I feel like you're ascribing it to some sort of moral failing then that someone would turn to medication for help. These things aren't always under people's control.

> I'd rather get sick and fail than live with it forever.

In the case of type 1 diabetes that could literally mean death. These hypotheticals are very easy to lay out, but much, much harder to live with.


> it is absolutely infuriating that I can be required to take a drug just to live

It _is_.

> I'd rather get sick and fail than live with it forever.

It's easy to say that now. When you've not slept for three days, and that happens so often it's become routine, or you've not used the phone in _months_ due to the anxiety it causes, it's not so easy.


Agreed. There's the great saying that says that healthy people have many dreams, but a sick person only one.


Venlafaxine (Effexor) costs 20c a dose for generic versions. Inthe US, where drugs are expensive. Under 10c (euro cents) here. I doubt the industry is TOO excited about ‘shackling’ people to it.

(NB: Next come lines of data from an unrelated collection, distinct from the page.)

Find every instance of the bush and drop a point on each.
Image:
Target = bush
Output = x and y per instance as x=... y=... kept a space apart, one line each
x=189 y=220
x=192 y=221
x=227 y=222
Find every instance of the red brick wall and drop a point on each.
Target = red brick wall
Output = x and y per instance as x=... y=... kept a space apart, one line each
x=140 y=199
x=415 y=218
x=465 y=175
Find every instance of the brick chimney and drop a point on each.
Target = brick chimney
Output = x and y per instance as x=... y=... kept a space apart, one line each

I get the cost/corporate thing. But I take a view that I am 100% ok with any substance any one person wants to take and believe that it's ok (and possible to be normal) with continued dependent use (especially if it has benefit, like living a happier or more productive live). And in fact with harder drugs it seems to me a lot of the problems would be solved if we give 100% reliable access with no impurities.


Oh yeah, I firmly believe in "your body, take what you want". Just that I want to take what I want, not what I get hooked on from pharmaceutical solutions.


I'm already taking HRT every day for the rest of my life, might as well take an SSRI to help my brain work better too.


Being a slave to my OCD vs. having some semblance of control over it is not even a question.